The latest shot from the DNC came in the form of an email Sunday prior to the scheduled start of the Daytona 500. The attack suggested that if Romney had his way, foreign auto manufacturers would dominate the NASCAR event.
“If Mitt Romney had had his way and we had ‘let Detroit go bankrupt,'” the DNC’s Elizabeth Chan wrote, “today we’d be watching a Daytona Beach speedway full of foreign cars. Detroit would not be producing stock cars—or any cars at all.”
The United Auto Workers, who have their own ad campaign on site at the race in Daytona Beach, echoed the sentiment.
But Fox News Channel’s Steve Brown explained Sunday that the claim could be misleading as the cars set to race at the Daytona 500 aren’t technically manufactured in Detroit.
The Democratic National Committee — always looking for an opportunity to poke fun at Mitt Romney particularly these days about his objection to the federal use of cash to bailout GM and Chrysler, essentially sent out to media this picture of what the Daytona 500 might look like if Mitt Romney had his way. And the DNC notes 31 of those 42 [sic] cars were made by the U.S. automakers.
Well, the fact of the matter is that none of those cars are essentially made by those assembly lines here in the United States. Four seasons ago they went to a uniform car. So, while there are different stickers on the car they are all the same car. They are not the ones that roll off at assembly line. That’s the old school days, Shannon [Bream] when you know, Richard Petty used to run and Allison Brothers and Cale Yarborough and even up to the time of Dale Earnhardt.
So, the folks at DNC in their haste to make fun of Romney’s visit there may have erred and didn’t do their homework on what NASCAR cars are actually from, or where NASCAR cars are actually from.
Woodhouse explained to The Daily Caller that the spirit of the claim is still valid.
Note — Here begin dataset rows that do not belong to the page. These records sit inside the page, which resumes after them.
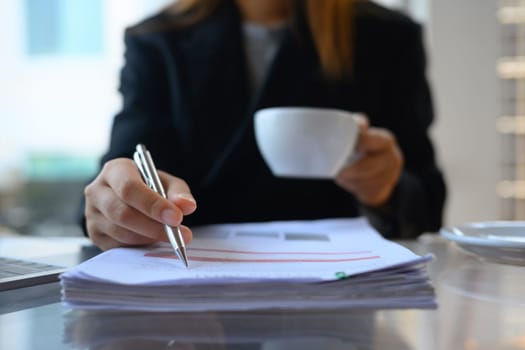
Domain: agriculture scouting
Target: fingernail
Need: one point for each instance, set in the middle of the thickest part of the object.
(186, 196)
(170, 217)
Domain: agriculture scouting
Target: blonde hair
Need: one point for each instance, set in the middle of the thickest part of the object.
(330, 23)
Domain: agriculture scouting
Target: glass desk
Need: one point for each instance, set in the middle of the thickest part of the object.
(481, 306)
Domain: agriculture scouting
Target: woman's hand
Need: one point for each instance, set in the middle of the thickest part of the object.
(121, 210)
(374, 175)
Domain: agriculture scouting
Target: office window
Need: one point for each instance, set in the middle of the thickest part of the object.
(64, 27)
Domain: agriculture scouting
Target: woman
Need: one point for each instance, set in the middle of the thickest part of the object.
(195, 74)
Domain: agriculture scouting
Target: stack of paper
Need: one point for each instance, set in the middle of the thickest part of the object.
(299, 264)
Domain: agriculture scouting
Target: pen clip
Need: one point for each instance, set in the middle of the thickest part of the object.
(141, 165)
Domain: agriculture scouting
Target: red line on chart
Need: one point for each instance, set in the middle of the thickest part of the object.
(214, 259)
(276, 253)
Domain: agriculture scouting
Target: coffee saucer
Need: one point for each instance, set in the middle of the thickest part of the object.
(496, 241)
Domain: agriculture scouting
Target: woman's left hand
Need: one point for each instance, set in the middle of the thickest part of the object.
(374, 175)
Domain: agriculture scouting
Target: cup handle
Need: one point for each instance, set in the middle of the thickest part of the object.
(353, 157)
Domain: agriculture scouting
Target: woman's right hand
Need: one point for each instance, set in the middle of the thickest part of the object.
(121, 210)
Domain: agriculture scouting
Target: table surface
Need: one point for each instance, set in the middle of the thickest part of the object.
(481, 305)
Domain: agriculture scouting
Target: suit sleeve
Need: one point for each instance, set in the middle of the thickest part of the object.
(417, 203)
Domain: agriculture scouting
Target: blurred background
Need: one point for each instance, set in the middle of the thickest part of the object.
(59, 69)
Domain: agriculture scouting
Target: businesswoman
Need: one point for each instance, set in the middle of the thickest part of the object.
(193, 77)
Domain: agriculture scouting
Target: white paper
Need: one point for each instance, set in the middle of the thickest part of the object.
(294, 264)
(277, 250)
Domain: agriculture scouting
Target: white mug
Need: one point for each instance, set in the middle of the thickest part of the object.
(305, 142)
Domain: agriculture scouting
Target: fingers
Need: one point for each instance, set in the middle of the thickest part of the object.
(179, 193)
(373, 177)
(132, 190)
(122, 210)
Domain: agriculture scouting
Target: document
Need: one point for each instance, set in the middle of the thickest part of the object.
(291, 264)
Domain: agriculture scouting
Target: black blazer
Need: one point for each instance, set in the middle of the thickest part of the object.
(186, 95)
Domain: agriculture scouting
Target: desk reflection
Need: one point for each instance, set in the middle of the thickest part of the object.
(482, 306)
(277, 330)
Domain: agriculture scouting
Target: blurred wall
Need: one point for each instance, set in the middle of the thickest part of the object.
(464, 46)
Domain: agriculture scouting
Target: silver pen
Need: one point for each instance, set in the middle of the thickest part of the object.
(144, 162)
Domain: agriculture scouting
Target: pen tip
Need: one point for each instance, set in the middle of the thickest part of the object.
(181, 253)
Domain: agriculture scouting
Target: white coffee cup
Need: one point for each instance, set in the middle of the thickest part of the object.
(305, 142)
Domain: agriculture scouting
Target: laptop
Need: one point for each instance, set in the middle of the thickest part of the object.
(26, 262)
(19, 273)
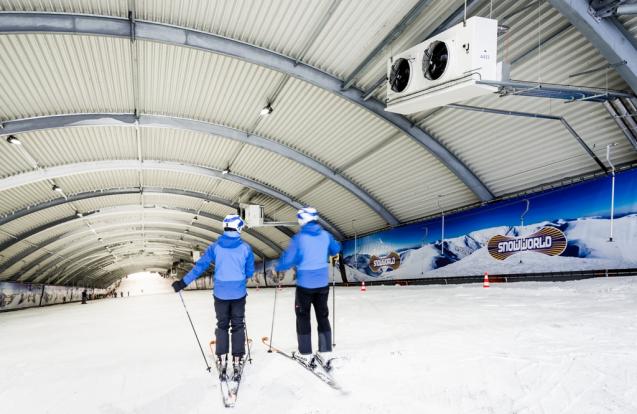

“The fact is these cars are sponsored by American manufacturers who would not be in business if Mitt Romney had gotten his way and Detroit and the big three automakers had gone bankrupt,” Woodhouse wrote in an email. “But we do thank FOX for giving the issue of Mitt Romney turning his back on the American automobile industry more airtime. If they want to argue about the difference between sponsored and made — they can go right ahead.” (RELATED: More on the Democratic National Committee)
The current field for the Daytona 500, set to start at 12 p.m. ET on Monday due to a rain delay, is made up of 43 cars and includes 13 Fords, 16 Chevrolets, three Dodges and 11 Toyotas. General Motors, which manufacturers Chevrolets, and Chrysler, which manufactures Dodges, were part of a 2009 federally funded restructuring.
Ford avoided a similar takeover, but was aided by a subsidized $5.9 billion loan from the U.S. Energy Department. Toyota, a Japanese company, did not receive federal assistance.
As Brown explained, in the NASCAR premier series, now called the “Sprint Cup Series,” the competing automobiles are primarily built outside of Charlotte, N.C., and are not the same prototypes as those that come off the U.S. auto manufactures’ assembly lines in Michigan.
In 2007, the series transitioned to what was then called “the car of tomorrow.” Those cars are built to a “common template” regardless of the manufacturer label on the automobile — be it Ford, Chevy, Dodge or Toyota.